他にも、布や糸など、夏支度に必要なものをいくつか買った。
「あれ?お嬢ちゃんも来てたのかい?」
…ハンナさんだ。
両手にいっぱいの紙袋を抱えている。胸元には匂い袋が揺れていた。
「うちもいつもと変わり種のもの置いてるんだ。興味あったらまたおいで」
また頭をポンポンと撫でられた。
…紙袋が当たって少し痛い。
ちょうど、苗屋で質問しようと思っていたところだから、あとで寄ってみようかな。
その前にさっきの匂いのお肉屋さんに行こう。
◇
リベルは家に帰っていた。
ハンナさんは季節市で忙しそうだったので、長居はやめた。
それでも寄ってよかったと思う。
「いいこと、教えてもらったな」
薬屋にも、苗屋にも乾燥したミントが吊るされているから、忙しい合間に尋ねてみた。
虫よけになるらしい。
…そういえば図鑑に書いてあったな。
早速今あるミントを天日干ししよう。
ハンナさんの店では、レモンバームを混ぜた蝋燭が売っていたので買ってきた。
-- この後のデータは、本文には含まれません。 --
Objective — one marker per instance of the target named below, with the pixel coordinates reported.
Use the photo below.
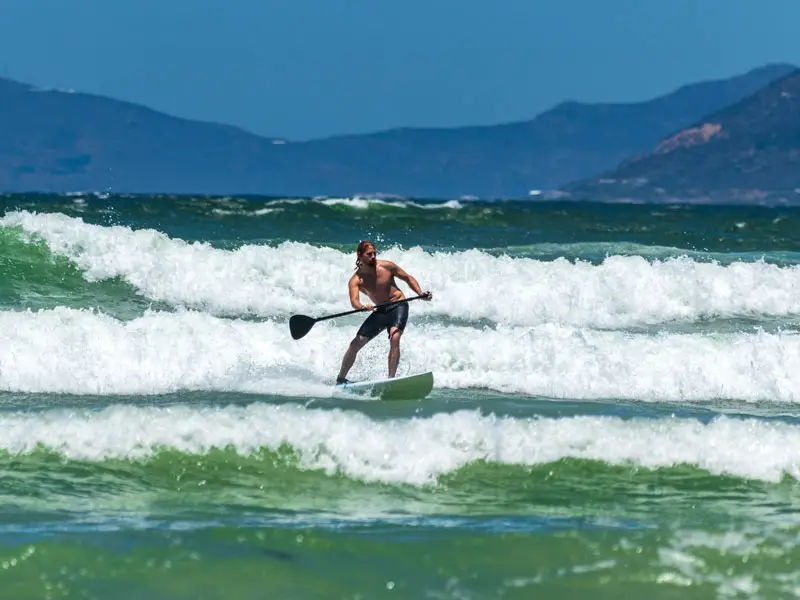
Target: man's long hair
(362, 247)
見た目も可愛い。部屋もいい香りになりそうで一石二鳥だ。
「…自分でも作れそうだな。」
また今度、図書室で調べよう。
台所のかまどには、レモンバームが鍋の中でゆらゆら泳いでいる。
時折、火加減の様子を見ながら、リベルは紙袋から男性用のシャツとズボンを取り出した。
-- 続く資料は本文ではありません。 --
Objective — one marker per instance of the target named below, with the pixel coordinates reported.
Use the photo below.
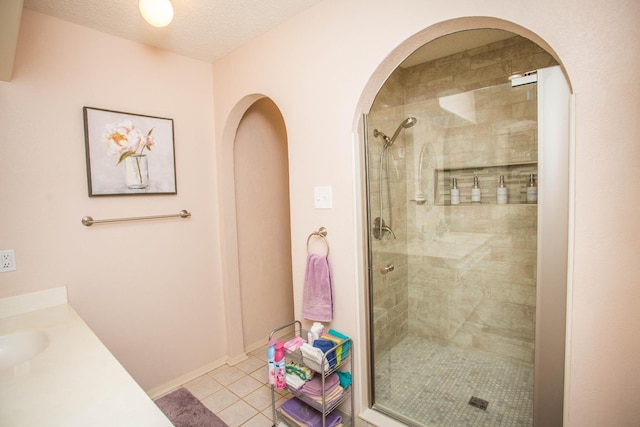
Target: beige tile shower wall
(390, 296)
(471, 268)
クリーン魔法をかけ、膝丈に合うように一気に鋏を入れた。そこから、三つ折りにしてほつれが出ないように縫っていく。
…生地が分厚くなって、少し固いな。
ぐりぐり針を力任せに動かしながら、一周縫い終わった。
ベルトを通すところに麻紐を通す。
ふーっと息を吐きながら、固まった肩を回した。
作業着を脱ぎ、肌着の上から袖を通した。
「………楽だ」
肩が軽い。動きやすい。
袖を少し捲り、麻紐を結ぶ。
大きめのシャツは、お尻が隠れる長さだ。
「部屋着の完成…!」
…これだよ。家の中での楽な格好は。
鏡の代わりに窓の前でくるくる周りながら、自分の姿を見る。
…うん。いい出来だ。
一人で頷いていると、レモンバームの香りが強くなってきた。そろそろ火を止めても良さそうだ。
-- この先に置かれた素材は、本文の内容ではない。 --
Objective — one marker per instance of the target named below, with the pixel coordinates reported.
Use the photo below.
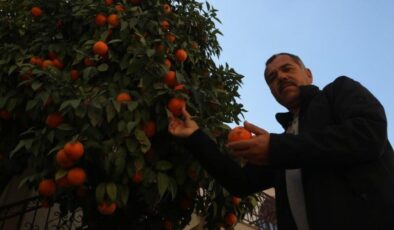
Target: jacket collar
(307, 93)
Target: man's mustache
(286, 83)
煮出したレモンバームを染み込ませたシーツは、今庭先で風に揺れている。
明日には新しいシーツで眠れるだろう。
古いシーツはまた雑巾にしよう。
いつもの縁側でスープとパンを齧る。
「スープが沁みる…」
キノコで出汁を取ったかいがあった。
美味しい。あとで追加でキノコも干そう。
明日は日差しよけを作ろうかな。
リベルはこのゆっくりとした時間が好きだった。
◇
翌朝、縁側へ出ると、干していたキノコがなくなっていた。
地面には見慣れない獣の足跡だけが残っていた。